地址

https://leetcode.com/problems/find-minimum-in-rotated-sorted-array-ii/

题目

Suppose an array sorted in ascending order is rotated at some pivot unknown to you beforehand.

(i.e., [0,1,2,4,5,6,7] might become [4,5,6,7,0,1,2]).

Find the minimum element.

The array may contain duplicates.

Example 1:

Input: [1,3,5]
Output: 1

Example 2:

Input: [2,2,2,0,1]
Output: 0

Note:

• This is a follow up problem to Find Minimum in Rotated Sorted Array.
• Would allow duplicates affect the run-time complexity? How and why?

思路

对于rotate后的数组，里面的元素大概长这样[5,5,5,6,7,...,1,2,3,4,5,5,5,5]（数组内可能有重复元素），所以数组中最小元素a[i]显然是第一个大于a[0]的数。

可以看出，a[i]左边的元素都大于等于a[0]，a[i]及a[i]右边的元素都小于等于a[0]。
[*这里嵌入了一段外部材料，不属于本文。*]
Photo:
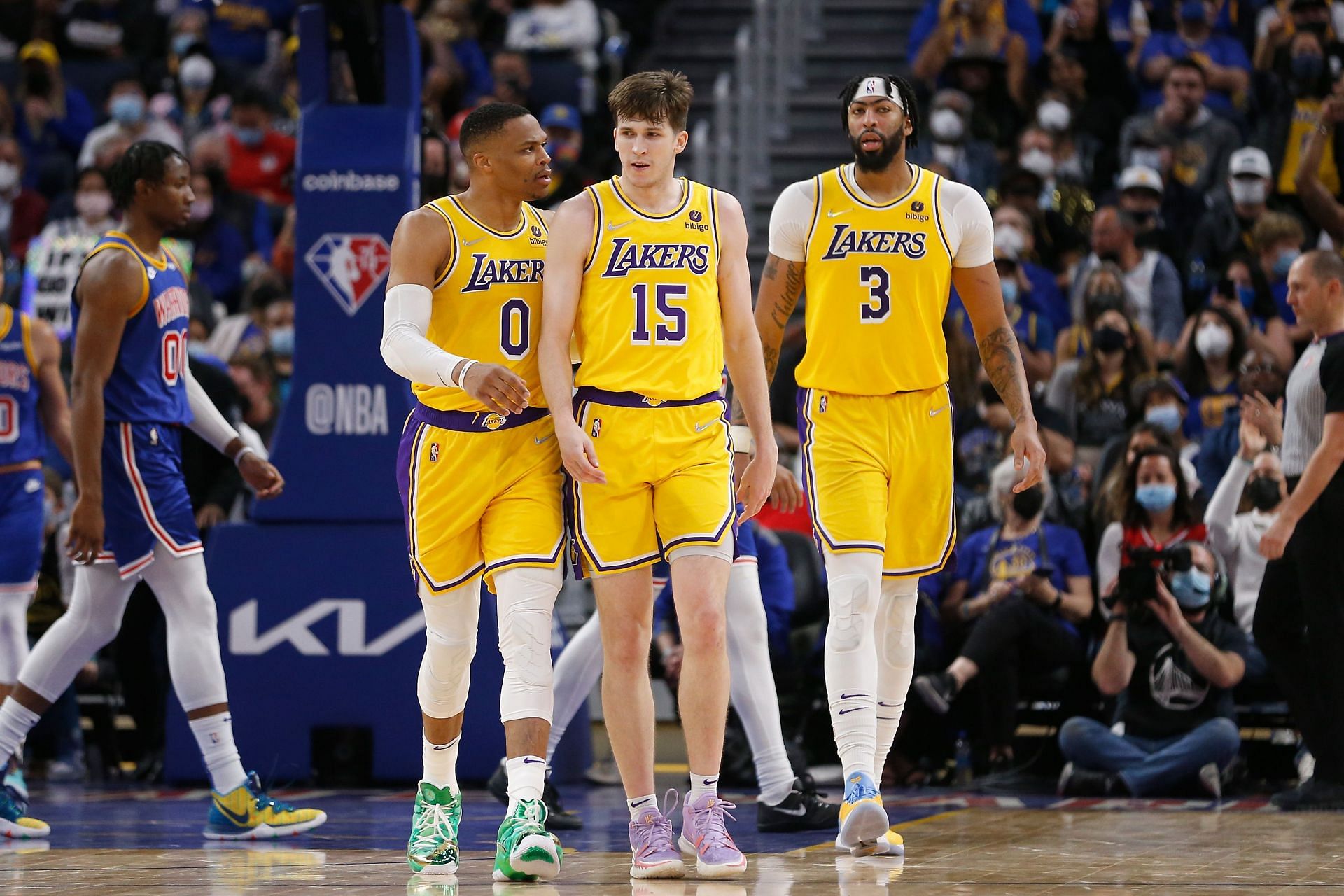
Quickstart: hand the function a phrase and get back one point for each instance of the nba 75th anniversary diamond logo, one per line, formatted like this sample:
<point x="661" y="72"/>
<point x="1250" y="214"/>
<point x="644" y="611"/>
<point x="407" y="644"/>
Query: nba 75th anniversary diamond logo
<point x="350" y="266"/>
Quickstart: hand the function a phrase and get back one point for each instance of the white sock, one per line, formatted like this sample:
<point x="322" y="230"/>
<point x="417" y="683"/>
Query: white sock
<point x="851" y="656"/>
<point x="17" y="722"/>
<point x="895" y="636"/>
<point x="216" y="738"/>
<point x="640" y="805"/>
<point x="526" y="780"/>
<point x="441" y="763"/>
<point x="752" y="682"/>
<point x="702" y="785"/>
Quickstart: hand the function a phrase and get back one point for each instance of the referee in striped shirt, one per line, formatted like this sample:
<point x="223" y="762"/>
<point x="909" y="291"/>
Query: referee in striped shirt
<point x="1300" y="613"/>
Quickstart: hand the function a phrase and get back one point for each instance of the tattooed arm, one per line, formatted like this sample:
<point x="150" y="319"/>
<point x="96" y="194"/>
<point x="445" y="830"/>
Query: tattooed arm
<point x="781" y="285"/>
<point x="999" y="352"/>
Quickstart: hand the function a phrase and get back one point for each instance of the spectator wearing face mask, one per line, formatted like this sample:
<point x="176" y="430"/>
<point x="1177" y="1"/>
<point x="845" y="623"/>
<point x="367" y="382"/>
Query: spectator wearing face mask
<point x="1209" y="356"/>
<point x="51" y="118"/>
<point x="261" y="160"/>
<point x="1093" y="394"/>
<point x="130" y="120"/>
<point x="22" y="211"/>
<point x="1152" y="284"/>
<point x="953" y="147"/>
<point x="1221" y="58"/>
<point x="1019" y="594"/>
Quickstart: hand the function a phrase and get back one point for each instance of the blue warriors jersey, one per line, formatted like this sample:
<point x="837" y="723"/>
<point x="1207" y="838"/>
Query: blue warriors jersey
<point x="147" y="382"/>
<point x="20" y="429"/>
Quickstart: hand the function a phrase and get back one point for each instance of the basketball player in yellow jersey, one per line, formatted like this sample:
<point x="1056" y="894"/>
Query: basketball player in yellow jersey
<point x="480" y="475"/>
<point x="878" y="244"/>
<point x="650" y="272"/>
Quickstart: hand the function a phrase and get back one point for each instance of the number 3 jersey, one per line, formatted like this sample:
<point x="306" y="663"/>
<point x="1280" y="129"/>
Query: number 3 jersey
<point x="648" y="317"/>
<point x="147" y="381"/>
<point x="488" y="301"/>
<point x="878" y="279"/>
所以我们可以通过二分查找i。

但是由于a[i]的左右两边都存在可能等于a[0]的元素，二分时不好区分，所以要先处理掉数组最右边和a[0]相等的元素（也就是修改二分的上界）。

代码

class Solution {
public:
    int findMin(vector<int>& a) {
        if(a.size()==1) return a[0];
        int l=1,r=a.size()-1;
        while(r>1&&a[r]==a[0]) --r;
        if(r==0||a[r] > a[0]) return a[0];
        while(l<r)
        {
            int mid=l+r>>1;
            if(check(mid, a))
                l=mid+1;
            else
                r=mid;
        }
        return a[r];
    }
    
    bool check(int x, vector<int>& a)
    {
        return a[x]>=a[0];
    }
};